Project: Integro Food Forest

Posted by Leon van Wyk about 13 years ago

This is the beginning of the transition / transformation of our monsoon tropical 1/4 acre block. photos included.

 


first swale in backyard

 

first photo is at the VERY START of the wet season in 2010 -- of me creating the first swale in January 2010... which gave me a point to start from in creating the other garden beds. I wanted pigeon peas on the swale, but I knew the coming monsoon would wash the seedlings out of the mound and so I planted Guinea Grass clumps in between each Pigeon Pea seed that I planted. These grass clumps are not native's but they are vigorous and grow all over the Island and are an excellent source of mulch and their roots are extremely quick to hold soil against erosion. This slowed the growth of the Pigeon Peas but performed the functions I have just stated and after a few months the Pigeon Peas were all about 2m tall (closely planted so they competed with each other as well) and the Guinea Grass was getting weaker by being chopped for mulch so often.

 

 

 

Second photo is of the backyard after the rains had started. Some garden beds just dug ready to be mulched and planted up.

 

 

third photo is of one half of the swale with some water slowly infiltrating. the garden beds in the background have many different herbs, flowers and a few vegetables planted in them (perennials and annuals), mulched with Guinea Grass but not fertilized as i wanted to see what the fertility of the soil was like without nutrient inputs.

 

 

 

fourth is the other half of the swale which i dug out to be more of a retention basin for growing arrowroot and taro. hard to see are the waterchestnuts; but they didn't do well because it wasn't inundated permanently, so i dug them up and put them in a simple pond i made from a bathtub.

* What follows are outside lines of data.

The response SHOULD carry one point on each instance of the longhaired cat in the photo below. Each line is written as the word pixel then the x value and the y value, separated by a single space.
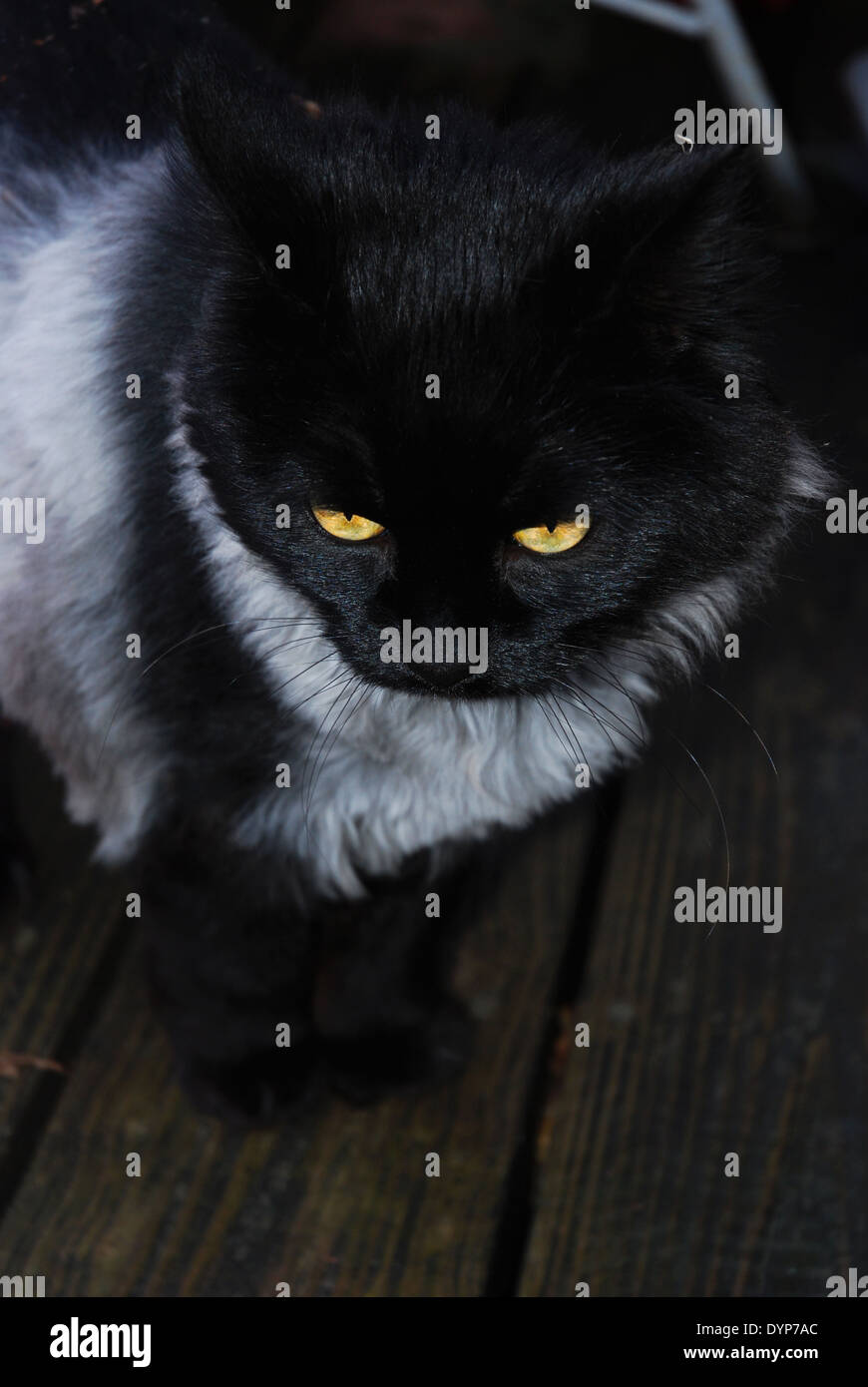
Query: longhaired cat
pixel 359 490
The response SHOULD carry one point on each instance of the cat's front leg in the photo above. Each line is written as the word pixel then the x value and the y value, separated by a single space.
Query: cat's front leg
pixel 383 1007
pixel 231 971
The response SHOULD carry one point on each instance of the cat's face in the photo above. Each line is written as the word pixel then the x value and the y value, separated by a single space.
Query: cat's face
pixel 527 447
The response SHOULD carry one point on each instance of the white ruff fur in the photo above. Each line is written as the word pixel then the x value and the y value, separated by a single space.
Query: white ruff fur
pixel 404 771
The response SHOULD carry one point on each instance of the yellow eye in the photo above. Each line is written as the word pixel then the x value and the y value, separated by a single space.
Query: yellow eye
pixel 347 527
pixel 543 540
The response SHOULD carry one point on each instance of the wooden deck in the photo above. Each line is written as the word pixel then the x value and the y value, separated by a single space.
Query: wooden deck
pixel 558 1163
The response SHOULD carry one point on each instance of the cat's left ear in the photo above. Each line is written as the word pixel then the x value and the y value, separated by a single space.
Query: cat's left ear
pixel 676 241
pixel 245 135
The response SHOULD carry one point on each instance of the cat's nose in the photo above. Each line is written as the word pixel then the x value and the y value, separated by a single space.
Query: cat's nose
pixel 441 678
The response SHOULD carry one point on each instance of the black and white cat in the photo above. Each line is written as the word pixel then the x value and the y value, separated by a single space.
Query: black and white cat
pixel 260 312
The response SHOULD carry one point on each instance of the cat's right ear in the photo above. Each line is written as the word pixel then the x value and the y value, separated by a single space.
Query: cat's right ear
pixel 244 135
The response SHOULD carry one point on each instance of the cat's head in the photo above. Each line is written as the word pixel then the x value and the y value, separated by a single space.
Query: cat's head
pixel 501 384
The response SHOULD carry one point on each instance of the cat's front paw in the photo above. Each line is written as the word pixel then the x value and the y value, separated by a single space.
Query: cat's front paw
pixel 367 1067
pixel 252 1092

[waterchestnuts are swamp plants that are adapted to full flooding for a few months and then a prolonged dry season in which they store their energy (sugars) within corms (the "chestnuts") that are encased by dry mud waiting for the rains to return]

 

front yard feb 2010

 

Fifth is our house from the street at the front corner of our property, after i had dug up the old eroded and compacted driveway into mounds and ditches, mulched them but not yet planted them to cassava and pampas grass and moringa and sorghum and mungbeans and buckwheat (but the little pigeon pea at front and the two pineapples at the end were planted quicksmart).